If we run text2workspace.py on this datacard and take a look at the workspace (w) inside the .root file produced, we will find a number of different objects representing the signal, background, and observed event rates, as well as the nuisance parameters and signal strength \(r\). Note that often in the statistics literature, this parameter is referred to as \(\mu\).

From these objects, the necessary PDF has been constructed (named model_s). For this counting experiment we will expect a simple PDF of the form

\[ p(n_{\mathrm{obs}}| r,\nu_{S},\nu_{B})\propto \dfrac{[r\cdot n_{S}(\nu_{S})+n_{B}(\nu_{B})]^{n_{\mathrm{obs}}} } {n_{\mathrm{obs}}!}e^{-[r\cdot n_{S}(\nu_{S})+n_{B}(\nu_{B})]} \cdot e^{-\frac{1}{2}(\nu_{S}- y_{S})^{2}} \cdot e^{-\frac{1}{2}(\nu_{B}- y_{B})^{2}} \]

where the expected signal and background rates are expressed as functions of the nuisance parameters, \(n_{S}(\nu_{S}) = 4.76(1+0.2)^{\nu_{S}}~\) and \(~n_{B}(\nu_{B}) = 1.47(1+0.5)^{\nu_{B}}\). The \(y_{S},~y_{B}\) are the auxiliary observables. In the code, these will have the same name as the corresponding nuisance parameter, with the extension _In.

The first term represents the usual Poisson expression for observing \(n_{\mathrm{obs}}\) events, while the second two are the Gaussian constraint terms for the nuisance parameters. In this case \({y_S}={y_B}=0\), and the widths of both Gaussians are 1.

A combination of counting experiments (or a binned shape datacard) will look like a product of PDFs of this kind. For parametric/unbinned analyses, the PDF for each process in each channel is provided instead of the using the Poisson terms and a product runs over the bin counts/events.

Model building

For more complex models, PhysicsModels can be produced. To use a different physics model instead of the default one, use the option -P as in

text2workspace.py datacard -P HiggsAnalysis.CombinedLimit.PythonFile:modelName

Generic models can be implemented by writing a python class that:

defines the model parameters (by default it is just the signal strength modifier r)
defines how signal and background yields depend on the parameters (by default, the signal scales linearly with r, backgrounds are constant)
potentially also modifies the systematic uncertainties (e.g. switch off theory uncertainties on cross section when measuring the cross section itself)

In the case of SM-like Higgs boson measurements, the class should inherit from SMLikeHiggsModel (redefining getHiggsSignalYieldScale), while beyond that one can inherit from PhysicsModel. You can find some examples in PhysicsModel.py.

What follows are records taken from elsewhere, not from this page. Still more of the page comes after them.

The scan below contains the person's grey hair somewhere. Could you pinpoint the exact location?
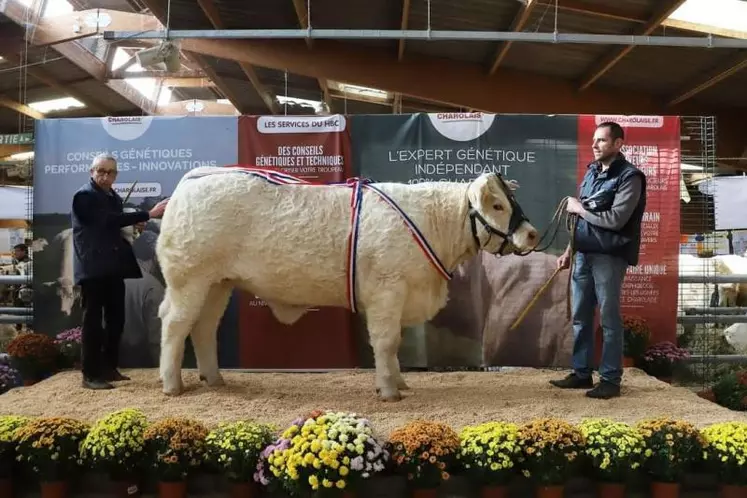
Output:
[91,152,117,171]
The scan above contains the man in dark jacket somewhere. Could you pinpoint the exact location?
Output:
[550,122,646,399]
[72,154,167,389]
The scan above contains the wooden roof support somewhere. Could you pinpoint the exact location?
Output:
[0,95,44,119]
[578,0,685,91]
[182,39,747,157]
[0,0,155,114]
[293,0,332,109]
[538,0,644,24]
[0,49,109,116]
[488,0,538,74]
[538,0,747,39]
[197,0,278,114]
[669,51,747,106]
[134,0,244,112]
[16,6,163,46]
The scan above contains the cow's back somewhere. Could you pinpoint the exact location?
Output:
[157,173,462,318]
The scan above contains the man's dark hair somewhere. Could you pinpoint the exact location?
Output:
[597,121,625,141]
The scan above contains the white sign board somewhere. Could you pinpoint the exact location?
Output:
[713,176,747,230]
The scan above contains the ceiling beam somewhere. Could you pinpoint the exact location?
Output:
[107,66,208,80]
[12,6,163,46]
[0,48,110,116]
[0,95,44,119]
[136,0,246,112]
[538,0,747,39]
[293,0,332,109]
[0,0,155,114]
[578,0,685,91]
[668,51,747,106]
[182,39,747,154]
[488,0,537,74]
[197,0,278,114]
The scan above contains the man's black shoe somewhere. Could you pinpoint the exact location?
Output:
[104,369,130,382]
[586,380,620,399]
[550,373,594,389]
[83,378,114,390]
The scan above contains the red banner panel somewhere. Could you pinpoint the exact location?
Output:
[578,115,680,347]
[239,115,358,368]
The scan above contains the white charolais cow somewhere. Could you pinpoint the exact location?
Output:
[156,168,539,401]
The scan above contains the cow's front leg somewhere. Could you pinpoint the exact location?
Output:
[366,297,404,401]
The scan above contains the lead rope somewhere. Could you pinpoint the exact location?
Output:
[509,197,578,331]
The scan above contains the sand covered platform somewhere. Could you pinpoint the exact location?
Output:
[0,368,747,437]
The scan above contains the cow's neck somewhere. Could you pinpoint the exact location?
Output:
[424,182,477,272]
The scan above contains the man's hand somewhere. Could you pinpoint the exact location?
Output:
[148,199,169,219]
[556,251,571,270]
[565,197,586,214]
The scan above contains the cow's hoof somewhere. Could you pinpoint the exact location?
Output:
[378,388,402,403]
[163,384,184,396]
[201,374,226,387]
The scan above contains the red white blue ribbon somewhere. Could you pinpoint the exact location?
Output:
[190,165,452,313]
[346,178,452,313]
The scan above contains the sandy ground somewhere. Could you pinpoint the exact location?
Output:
[0,368,747,437]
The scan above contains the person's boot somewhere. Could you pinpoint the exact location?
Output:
[586,380,620,399]
[83,377,114,390]
[104,368,130,382]
[550,373,594,389]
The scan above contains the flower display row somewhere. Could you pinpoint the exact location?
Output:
[0,409,747,498]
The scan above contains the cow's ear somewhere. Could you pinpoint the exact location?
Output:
[467,174,495,211]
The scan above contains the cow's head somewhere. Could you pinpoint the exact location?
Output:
[467,173,539,255]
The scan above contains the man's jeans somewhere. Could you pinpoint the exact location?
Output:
[571,253,628,385]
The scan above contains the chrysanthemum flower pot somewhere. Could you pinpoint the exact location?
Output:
[597,482,625,498]
[158,481,187,498]
[39,481,68,498]
[480,485,508,498]
[535,485,565,498]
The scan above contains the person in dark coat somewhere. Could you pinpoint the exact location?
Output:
[550,122,647,399]
[71,154,167,389]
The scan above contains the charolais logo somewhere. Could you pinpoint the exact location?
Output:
[594,114,664,128]
[101,116,153,141]
[428,112,495,142]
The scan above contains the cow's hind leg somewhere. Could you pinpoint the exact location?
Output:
[366,293,404,401]
[190,283,232,386]
[160,278,209,395]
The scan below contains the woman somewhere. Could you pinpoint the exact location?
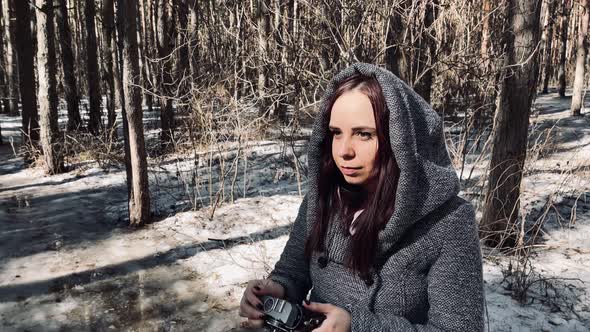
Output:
[240,63,484,332]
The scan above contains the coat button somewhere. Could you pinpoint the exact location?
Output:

In the 4-process model (PhysicsModel:floatingXSHiggs, you will see that each of the 4 dominant Higgs boson production modes get separate scaling parameters, r_ggH, r_qqH, r_ttH and r_VH (or r_ZH and r_WH) as defined in,

def doParametersOfInterest(self):
  """Create POI and other parameters, and define the POI set."""
  # --- Signal Strength as only POI ---
  if "ggH" in self.modes: self.modelBuilder.doVar("r_ggH[1,%s,%s]" % (self.ggHRange[0], self.ggHRange[1]))
  if "qqH" in self.modes: self.modelBuilder.doVar("r_qqH[1,%s,%s]" % (self.qqHRange[0], self.qqHRange[1]))
  if "VH"  in self.modes: self.modelBuilder.doVar("r_VH[1,%s,%s]"  % (self.VHRange [0], self.VHRange [1]))
  if "WH"  in self.modes: self.modelBuilder.doVar("r_WH[1,%s,%s]"  % (self.WHRange [0], self.WHRange [1]))
  if "ZH"  in self.modes: self.modelBuilder.doVar("r_ZH[1,%s,%s]"  % (self.ZHRange [0], self.ZHRange [1]))
  if "ttH" in self.modes: self.modelBuilder.doVar("r_ttH[1,%s,%s]" % (self.ttHRange[0], self.ttHRange[1]))
  poi = ",".join(["r_"+m for m in self.modes])
  if self.pois: poi = self.pois
  ...

The mapping of which POI scales which process is handled via the following function,

def getHiggsSignalYieldScale(self,production,decay, energy):
  if production == "ggH": return ("r_ggH" if "ggH" in self.modes else 1)
  if production == "qqH": return ("r_qqH" if "qqH" in self.modes else 1)
  if production == "ttH": return ("r_ttH" if "ttH" in self.modes else ("r_ggH" if self.ttHasggH else 1))
  if production in [ "WH", "ZH", "VH" ]: return ("r_VH" if "VH" in self.modes else 1)
  raise RuntimeError, "Unknown production mode '%s'" % production

You should note that text2workspace will look for the python module in PYTHONPATH. If you want to keep your model local, you'll need to add the location of the python file to PYTHONPATH.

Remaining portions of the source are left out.